The mean life of a hypothetical nuclide is T seconds. If initially m gram of that hypothetical nuclide is present then calculate the activity of the sample at a given time t. The molar mass of the element is M.

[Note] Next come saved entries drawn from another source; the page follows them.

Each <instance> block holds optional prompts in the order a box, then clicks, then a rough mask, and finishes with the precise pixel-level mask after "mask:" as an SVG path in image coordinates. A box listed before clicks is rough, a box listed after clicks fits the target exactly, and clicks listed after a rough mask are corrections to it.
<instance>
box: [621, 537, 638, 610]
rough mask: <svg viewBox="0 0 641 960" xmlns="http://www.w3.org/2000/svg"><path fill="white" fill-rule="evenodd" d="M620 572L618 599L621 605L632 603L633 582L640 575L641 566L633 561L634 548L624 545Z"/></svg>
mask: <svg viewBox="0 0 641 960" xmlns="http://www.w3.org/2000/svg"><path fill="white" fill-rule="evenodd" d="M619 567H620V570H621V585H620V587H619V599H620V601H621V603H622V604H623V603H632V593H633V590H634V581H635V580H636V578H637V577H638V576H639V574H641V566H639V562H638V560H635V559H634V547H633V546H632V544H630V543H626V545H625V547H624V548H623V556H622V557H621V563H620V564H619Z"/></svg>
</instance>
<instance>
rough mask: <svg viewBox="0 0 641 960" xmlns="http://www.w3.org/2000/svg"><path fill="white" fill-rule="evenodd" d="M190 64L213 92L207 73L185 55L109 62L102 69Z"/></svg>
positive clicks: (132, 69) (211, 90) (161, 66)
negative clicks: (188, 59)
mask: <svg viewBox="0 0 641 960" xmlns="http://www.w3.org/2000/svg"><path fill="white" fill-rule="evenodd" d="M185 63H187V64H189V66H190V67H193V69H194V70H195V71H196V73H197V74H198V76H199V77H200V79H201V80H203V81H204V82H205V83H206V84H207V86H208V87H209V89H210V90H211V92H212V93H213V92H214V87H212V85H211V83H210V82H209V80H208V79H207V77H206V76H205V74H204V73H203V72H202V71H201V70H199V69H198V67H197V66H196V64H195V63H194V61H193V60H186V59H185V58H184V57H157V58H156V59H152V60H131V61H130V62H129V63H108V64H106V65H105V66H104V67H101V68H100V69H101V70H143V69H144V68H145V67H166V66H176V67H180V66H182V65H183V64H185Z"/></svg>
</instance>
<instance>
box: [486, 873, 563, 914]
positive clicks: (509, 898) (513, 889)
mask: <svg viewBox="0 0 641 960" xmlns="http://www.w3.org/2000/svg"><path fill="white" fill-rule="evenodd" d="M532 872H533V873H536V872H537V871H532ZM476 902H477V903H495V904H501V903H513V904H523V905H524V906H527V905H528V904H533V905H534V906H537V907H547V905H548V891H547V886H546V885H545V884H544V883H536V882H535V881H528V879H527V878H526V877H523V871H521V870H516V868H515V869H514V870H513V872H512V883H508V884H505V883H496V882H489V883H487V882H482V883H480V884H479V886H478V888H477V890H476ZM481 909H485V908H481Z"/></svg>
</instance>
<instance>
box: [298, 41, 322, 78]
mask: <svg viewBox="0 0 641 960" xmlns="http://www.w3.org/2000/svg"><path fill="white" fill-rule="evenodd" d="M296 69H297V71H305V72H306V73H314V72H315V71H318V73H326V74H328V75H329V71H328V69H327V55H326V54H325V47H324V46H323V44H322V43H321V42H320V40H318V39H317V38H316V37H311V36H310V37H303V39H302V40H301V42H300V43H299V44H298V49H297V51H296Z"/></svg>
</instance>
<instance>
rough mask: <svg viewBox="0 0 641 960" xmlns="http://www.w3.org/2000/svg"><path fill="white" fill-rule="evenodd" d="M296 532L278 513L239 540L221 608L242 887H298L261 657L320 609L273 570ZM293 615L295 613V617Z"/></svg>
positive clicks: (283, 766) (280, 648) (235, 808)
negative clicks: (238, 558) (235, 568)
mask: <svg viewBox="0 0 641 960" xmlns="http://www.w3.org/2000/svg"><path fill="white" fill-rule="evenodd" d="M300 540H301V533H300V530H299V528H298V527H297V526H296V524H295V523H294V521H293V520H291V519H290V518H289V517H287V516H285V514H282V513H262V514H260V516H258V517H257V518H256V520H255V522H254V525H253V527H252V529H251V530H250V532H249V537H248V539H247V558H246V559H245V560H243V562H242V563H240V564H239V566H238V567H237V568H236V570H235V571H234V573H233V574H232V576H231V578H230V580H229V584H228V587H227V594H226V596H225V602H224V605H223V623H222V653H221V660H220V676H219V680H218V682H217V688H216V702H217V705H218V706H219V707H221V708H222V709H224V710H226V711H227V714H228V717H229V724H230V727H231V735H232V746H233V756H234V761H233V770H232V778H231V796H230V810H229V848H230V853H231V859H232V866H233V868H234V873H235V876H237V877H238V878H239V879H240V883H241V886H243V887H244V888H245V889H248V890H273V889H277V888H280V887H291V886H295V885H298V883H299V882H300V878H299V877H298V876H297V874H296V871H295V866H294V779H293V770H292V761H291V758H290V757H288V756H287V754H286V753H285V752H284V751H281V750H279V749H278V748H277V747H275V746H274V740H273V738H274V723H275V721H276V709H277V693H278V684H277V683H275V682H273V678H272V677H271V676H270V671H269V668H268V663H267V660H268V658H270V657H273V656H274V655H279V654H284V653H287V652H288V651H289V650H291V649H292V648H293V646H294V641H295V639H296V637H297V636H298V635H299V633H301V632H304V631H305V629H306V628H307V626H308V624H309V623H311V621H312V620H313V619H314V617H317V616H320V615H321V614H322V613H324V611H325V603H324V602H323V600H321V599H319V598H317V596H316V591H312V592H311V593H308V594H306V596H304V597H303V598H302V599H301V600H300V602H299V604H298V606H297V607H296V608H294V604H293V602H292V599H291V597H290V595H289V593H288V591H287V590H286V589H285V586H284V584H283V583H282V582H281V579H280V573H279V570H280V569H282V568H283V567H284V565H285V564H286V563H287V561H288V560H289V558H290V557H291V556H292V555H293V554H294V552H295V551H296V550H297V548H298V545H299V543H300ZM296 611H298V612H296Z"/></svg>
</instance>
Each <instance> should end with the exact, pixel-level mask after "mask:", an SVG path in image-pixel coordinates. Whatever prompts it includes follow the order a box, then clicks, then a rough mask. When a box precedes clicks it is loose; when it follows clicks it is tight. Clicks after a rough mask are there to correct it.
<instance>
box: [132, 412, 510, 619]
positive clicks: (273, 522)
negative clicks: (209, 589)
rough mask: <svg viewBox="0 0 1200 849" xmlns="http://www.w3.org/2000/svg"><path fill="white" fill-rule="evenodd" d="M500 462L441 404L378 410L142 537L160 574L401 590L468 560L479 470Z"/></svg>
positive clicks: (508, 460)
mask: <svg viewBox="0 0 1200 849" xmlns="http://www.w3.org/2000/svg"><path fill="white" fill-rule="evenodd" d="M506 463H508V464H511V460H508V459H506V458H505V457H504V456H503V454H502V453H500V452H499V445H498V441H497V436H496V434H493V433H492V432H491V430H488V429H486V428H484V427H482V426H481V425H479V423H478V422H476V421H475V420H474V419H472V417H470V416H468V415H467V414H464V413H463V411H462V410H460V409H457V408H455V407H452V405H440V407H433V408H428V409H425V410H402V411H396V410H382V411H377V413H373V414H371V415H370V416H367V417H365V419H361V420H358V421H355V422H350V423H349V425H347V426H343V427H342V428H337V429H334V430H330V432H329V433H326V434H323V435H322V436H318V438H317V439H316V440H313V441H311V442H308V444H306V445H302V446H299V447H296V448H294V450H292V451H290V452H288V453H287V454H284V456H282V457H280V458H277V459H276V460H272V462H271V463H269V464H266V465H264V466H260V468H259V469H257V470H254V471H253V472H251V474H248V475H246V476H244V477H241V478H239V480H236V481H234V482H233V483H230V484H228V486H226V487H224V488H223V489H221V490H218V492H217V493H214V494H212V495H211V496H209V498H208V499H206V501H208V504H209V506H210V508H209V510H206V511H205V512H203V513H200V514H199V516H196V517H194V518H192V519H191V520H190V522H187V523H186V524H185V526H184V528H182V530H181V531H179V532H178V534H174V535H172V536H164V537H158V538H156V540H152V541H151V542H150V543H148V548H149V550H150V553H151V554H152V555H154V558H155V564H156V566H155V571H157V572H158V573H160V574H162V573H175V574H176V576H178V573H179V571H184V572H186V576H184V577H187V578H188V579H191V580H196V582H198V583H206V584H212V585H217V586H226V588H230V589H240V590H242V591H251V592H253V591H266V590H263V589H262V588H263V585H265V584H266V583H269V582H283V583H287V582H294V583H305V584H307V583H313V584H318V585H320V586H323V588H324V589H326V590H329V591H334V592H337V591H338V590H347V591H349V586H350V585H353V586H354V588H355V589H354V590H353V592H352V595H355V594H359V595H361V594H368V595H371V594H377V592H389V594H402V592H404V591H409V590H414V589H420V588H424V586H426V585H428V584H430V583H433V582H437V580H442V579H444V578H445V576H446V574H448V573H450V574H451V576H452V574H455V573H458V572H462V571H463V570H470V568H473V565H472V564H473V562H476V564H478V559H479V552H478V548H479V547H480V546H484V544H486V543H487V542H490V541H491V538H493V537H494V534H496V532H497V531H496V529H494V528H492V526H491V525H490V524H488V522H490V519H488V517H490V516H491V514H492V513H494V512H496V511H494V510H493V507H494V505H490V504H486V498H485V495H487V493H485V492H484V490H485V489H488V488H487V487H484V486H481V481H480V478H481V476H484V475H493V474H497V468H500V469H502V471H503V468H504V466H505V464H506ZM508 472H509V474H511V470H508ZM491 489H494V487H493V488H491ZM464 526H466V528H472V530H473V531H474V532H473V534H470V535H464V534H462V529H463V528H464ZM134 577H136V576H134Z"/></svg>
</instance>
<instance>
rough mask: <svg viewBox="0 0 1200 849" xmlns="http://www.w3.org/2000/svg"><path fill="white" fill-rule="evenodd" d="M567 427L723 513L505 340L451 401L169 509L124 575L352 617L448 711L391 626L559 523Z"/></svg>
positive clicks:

• A. $\frac{1}{T}(\frac{M}{m}\times N_A)e^{\frac{-t}{T}}$
• B. $\frac{1}{T}(\frac{m}{M}\times N_A)e^{\frac{-t}{T}}$
• C. $\frac{1}{T}(\frac{m}{M}\times N_A)e^{\frac{-T}{t}}$
• D. $T(\frac{m}{M}\times N_A)e^{\frac{-t}{T}}$

Answer 1

The correct option is B $\frac{1}{T}(\frac{m}{M}\times N_A)e^{\frac{-t}{T}}$

Let’s proceed exactly the way gave you the hint.
Let's list out all the variables:
Mean life;
$t_{avg}=T$
Initial mass of nuclide present = m g.
Now activity at a time "t" is
$A=A_{\circ }{e}^{-\lambda t}$
To calculate activity at a time t hence, we see from the formula that we need the following:
$A_{\circ }$ - The initial activity.
$\lambda$ - The rate constant.
Now, let’s find these one by one from the given data.
We know $A_{\circ }=\lambda N_{\circ }$.
Let's find out $\lambda$ first.
We have $t_{avg}$, hence we will try relating $t_{avg}$ to $\lambda$.
$t_{avg}=\frac{t_{1/2}}{0.693}=\frac{0.693}{\lambda \times 0.693}=\frac{1}{\lambda }$
Which gives us,
$\lambda =\frac{1}{T}$.
Now let's find $N_{\circ }$.
We have initial mass = m gram.
Now, since the molar mass is M, it implies that M gram has one mole of the atom and hence nuclei.
From this m gram will have $\frac{m}{M}$ moles of nuclei.
Now, 1 mole nuclei means $N_A$ number of nuclei, hence $\frac{m}{M}$ moles will have, $\frac{m}{M}\times N_A$ nuclei.
Hence $N_{\circ }=\frac{m}{M}\times N_A$.
Now we are ready to write activity
$A=\lambda N_{\circ }{e}^{-\lambda t}=\frac{1}{T}(\frac{m}{M}\times N_A)e^{\frac{-t}{T}}$.